Das will die EU-Kommission: Netzsperren. Bild: dpa

FREIBURG taz | Hat Deutschland bald keine Wahl mehr? Zwar sind Sperren für Kinderporno-Webseiten hierzulande derzeit ausgesetzt, doch gleichzeitig plant die EU-Kommission, sie europaweit einzuführen. Fast alle EU-Staaten sind dafür. Nur das EU-Parlament kann den Plan noch stoppen.

Die Kommission will eine neue Richtlinie mit Maßnahmen gegen Kindesmissbrauch und seine Darstellung im Netz. Am umstrittensten ist die EU-weite Einführung von Internetsperren: "Jeder Mitgliedstaat trifft die erforderlichen Maßnahmen, damit der Zugang von Internet-Nutzern zu Webseiten, die Kinderpornografie enthalten oder verbreiten, gesperrt wird", heißt es im Kommissionsvorschlag.

In Deutschland hat der Bundestag im Juni 2009 das sogenannte Zugangserschwerungsgesetz beschlossen. Seitdem ist das BKA eigentlich verpflichtet, täglich eine Liste von Kinderporno-Seiten an deutsche Internet-Provider zu liefern. Die Provider sollten dann für ihre Kunden den Zugang erschweren und sie auf eine Stopp-Seite umleiten. Kritiker befürchten, dass die Sperr-Infrastruktur bald auch gegen andere Inhalte eingesetzt wird. Die FDP hat deshalb durchgesetzt, dass das Gesetz zunächst nicht angewandt wird. Ein Jahr lang soll das BKA stattdessen eine Löschung von Kinderporno-Seiten im Ausland erwirken. Ab März will die Koalition die Erfahrungen evaluieren.
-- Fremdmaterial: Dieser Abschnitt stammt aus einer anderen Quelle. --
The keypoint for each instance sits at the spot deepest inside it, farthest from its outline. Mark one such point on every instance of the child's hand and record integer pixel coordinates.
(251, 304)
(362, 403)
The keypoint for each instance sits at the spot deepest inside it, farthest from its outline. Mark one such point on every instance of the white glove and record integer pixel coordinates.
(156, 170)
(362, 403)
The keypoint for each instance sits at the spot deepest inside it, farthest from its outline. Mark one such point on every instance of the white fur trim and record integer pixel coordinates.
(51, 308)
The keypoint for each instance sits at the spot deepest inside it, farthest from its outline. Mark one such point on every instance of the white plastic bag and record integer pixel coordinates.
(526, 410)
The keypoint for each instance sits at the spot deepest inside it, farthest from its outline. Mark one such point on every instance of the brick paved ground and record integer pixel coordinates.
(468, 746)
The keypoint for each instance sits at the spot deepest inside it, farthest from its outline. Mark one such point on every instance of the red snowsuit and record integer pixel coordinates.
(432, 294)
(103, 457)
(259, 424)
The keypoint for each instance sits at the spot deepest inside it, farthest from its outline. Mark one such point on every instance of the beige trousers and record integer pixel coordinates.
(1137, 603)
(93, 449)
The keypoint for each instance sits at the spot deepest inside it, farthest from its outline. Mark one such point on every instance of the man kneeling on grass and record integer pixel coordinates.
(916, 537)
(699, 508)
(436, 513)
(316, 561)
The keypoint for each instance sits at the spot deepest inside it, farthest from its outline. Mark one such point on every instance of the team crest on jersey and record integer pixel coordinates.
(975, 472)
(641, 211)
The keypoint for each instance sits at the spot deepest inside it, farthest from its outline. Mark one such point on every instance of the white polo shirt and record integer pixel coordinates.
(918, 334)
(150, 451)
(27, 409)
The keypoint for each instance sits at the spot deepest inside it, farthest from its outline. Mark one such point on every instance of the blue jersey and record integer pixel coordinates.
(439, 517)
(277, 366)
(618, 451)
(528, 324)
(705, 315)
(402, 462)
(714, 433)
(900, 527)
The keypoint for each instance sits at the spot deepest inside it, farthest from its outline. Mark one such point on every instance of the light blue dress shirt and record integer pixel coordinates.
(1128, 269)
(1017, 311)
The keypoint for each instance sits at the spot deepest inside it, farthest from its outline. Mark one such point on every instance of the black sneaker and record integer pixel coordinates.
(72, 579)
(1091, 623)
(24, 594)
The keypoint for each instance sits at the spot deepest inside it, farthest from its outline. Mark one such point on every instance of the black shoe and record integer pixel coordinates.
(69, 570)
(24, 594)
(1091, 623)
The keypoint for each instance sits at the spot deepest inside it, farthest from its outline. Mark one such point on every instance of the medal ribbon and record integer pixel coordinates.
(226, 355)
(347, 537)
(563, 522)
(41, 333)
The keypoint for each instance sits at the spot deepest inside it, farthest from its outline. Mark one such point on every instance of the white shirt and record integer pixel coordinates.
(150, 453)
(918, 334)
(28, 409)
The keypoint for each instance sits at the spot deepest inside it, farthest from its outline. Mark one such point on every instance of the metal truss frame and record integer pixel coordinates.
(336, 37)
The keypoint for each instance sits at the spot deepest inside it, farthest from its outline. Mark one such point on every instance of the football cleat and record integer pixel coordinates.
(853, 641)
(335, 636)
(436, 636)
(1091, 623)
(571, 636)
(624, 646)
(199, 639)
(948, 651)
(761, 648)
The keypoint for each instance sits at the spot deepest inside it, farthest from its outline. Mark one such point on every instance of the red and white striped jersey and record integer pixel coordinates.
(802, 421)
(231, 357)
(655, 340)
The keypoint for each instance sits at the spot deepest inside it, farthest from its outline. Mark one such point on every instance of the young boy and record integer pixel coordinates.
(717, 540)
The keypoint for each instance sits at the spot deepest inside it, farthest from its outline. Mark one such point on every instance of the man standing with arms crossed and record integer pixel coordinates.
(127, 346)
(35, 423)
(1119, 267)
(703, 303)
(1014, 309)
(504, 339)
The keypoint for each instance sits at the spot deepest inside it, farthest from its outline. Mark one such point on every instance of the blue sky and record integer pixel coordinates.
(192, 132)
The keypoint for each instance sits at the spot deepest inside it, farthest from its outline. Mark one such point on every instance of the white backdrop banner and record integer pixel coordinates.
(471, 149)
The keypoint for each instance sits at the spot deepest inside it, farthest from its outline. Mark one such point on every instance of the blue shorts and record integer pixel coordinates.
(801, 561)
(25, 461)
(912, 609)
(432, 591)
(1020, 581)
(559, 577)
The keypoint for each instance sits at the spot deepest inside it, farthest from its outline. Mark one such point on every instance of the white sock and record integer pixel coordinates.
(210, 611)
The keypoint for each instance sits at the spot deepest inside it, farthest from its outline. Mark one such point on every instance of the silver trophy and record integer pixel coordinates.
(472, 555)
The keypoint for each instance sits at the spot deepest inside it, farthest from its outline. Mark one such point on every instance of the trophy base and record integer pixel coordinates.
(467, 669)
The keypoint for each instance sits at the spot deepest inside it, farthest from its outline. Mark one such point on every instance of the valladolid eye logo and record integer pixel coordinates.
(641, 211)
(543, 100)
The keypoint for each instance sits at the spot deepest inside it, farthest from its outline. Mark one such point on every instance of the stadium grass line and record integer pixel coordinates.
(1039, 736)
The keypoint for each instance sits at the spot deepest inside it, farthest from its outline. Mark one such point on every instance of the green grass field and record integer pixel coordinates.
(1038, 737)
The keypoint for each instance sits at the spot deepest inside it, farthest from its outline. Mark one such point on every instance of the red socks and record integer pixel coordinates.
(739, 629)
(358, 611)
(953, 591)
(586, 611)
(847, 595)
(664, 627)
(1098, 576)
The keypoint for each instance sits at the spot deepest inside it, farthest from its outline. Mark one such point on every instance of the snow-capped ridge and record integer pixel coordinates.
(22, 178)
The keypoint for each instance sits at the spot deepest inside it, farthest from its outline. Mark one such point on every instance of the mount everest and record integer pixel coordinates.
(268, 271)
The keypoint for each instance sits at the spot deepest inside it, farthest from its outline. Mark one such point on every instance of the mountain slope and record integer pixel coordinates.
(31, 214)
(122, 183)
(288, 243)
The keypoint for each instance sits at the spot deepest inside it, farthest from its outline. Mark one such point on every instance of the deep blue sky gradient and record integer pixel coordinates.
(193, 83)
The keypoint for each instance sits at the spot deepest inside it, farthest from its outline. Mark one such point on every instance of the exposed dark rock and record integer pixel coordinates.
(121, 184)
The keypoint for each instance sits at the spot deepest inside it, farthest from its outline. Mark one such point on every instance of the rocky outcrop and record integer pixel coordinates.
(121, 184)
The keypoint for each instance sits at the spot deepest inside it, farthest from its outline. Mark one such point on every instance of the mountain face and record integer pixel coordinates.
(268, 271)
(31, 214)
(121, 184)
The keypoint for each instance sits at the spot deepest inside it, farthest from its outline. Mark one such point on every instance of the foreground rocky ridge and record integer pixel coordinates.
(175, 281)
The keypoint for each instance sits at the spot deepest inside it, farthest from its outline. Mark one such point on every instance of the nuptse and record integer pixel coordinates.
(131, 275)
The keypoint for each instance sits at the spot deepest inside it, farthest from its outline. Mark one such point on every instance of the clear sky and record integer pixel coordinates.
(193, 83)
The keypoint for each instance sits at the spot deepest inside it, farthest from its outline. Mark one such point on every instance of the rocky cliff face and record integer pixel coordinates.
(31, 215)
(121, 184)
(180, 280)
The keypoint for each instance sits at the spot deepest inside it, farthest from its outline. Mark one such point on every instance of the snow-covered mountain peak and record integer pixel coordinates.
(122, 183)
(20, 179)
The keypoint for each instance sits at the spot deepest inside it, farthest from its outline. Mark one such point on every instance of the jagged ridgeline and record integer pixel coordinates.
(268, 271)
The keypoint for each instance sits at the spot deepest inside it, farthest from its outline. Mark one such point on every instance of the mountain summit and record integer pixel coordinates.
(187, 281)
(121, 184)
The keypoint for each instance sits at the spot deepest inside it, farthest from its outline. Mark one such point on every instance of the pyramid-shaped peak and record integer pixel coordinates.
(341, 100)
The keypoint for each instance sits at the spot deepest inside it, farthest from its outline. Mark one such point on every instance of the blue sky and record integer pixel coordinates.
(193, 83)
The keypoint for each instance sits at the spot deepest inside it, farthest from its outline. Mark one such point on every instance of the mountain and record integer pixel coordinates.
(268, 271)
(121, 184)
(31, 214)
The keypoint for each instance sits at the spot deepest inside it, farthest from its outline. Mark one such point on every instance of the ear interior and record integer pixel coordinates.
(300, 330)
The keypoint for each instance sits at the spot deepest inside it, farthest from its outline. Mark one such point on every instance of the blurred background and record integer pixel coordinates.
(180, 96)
Diese Evaluation könnte ins Leere laufen, wenn nun auf EU-Ebene Internetsperren verpflichtend eingeführt werden. Justizministerin Sabine Leutheusser-Schnarrenberger (FDP) bat deshalb bei einer EU-Ratssitzung im Dezember um eine Öffnungsklausel. Die EU soll es den Mitgliedern überlassen, ob sie Netzsperren einführen oder nicht. Sogar Innenminister Thomas de Maizière (CDU) unterstützte seine Kollegin, obwohl die Union innenpolitisch immer noch für Websperren plädiert.

Allerdings hatte der deutsche Antrag keine Chance. Nur England, Luxemburg und Rumänien sprachen sich gegen eine Sperrpflicht und für Flexibilität aus. Die Mehrheit der EU-Staaten, will, dass immer dann gesperrt wird, wenn das Löschen nicht möglich ist, so der "Orientierungsbeschluss" vom Dezember.

Doch noch ist die Schlacht nicht verloren. Zwingende Websperren kommen nur, wenn auch das EU-Parlament zustimmt. Am 14. Februar wird es im Ausschuss für Bürgerrechte eine vorentscheidende Abstimmung geben. Dabei scheint derzeit eine Mehrheit gegen die EU-weite Sperrpflicht sicher. Sogar die konservative Berichterstatterin Roberta Angelilli - eigentlich Sperr-Anhängerin - plädiert für Wahlfreiheit. Kontrovers ist im Parlament eher, ob Websperren dort, wo es sie bereits gibt wie in England und Schweden, künftig unter Richtervorbehalt stehen sollen. Sozialdemokraten, Grüne und Liberale haben das beantragt. Angelilli und die Konservativen sind dagegen.

Es wird also keinen Durchmarsch der Sperr-Befürworter geben, eher einen Stellungskrieg. Denn wenn Rat und Parlament uneinig sind, folgen Verhandlungen. "Wir werden einen langen Atem brauchen", sagt Jan Philipp Albrecht (Grüne), im EU-Parlament der Anführer der Sperrgegner.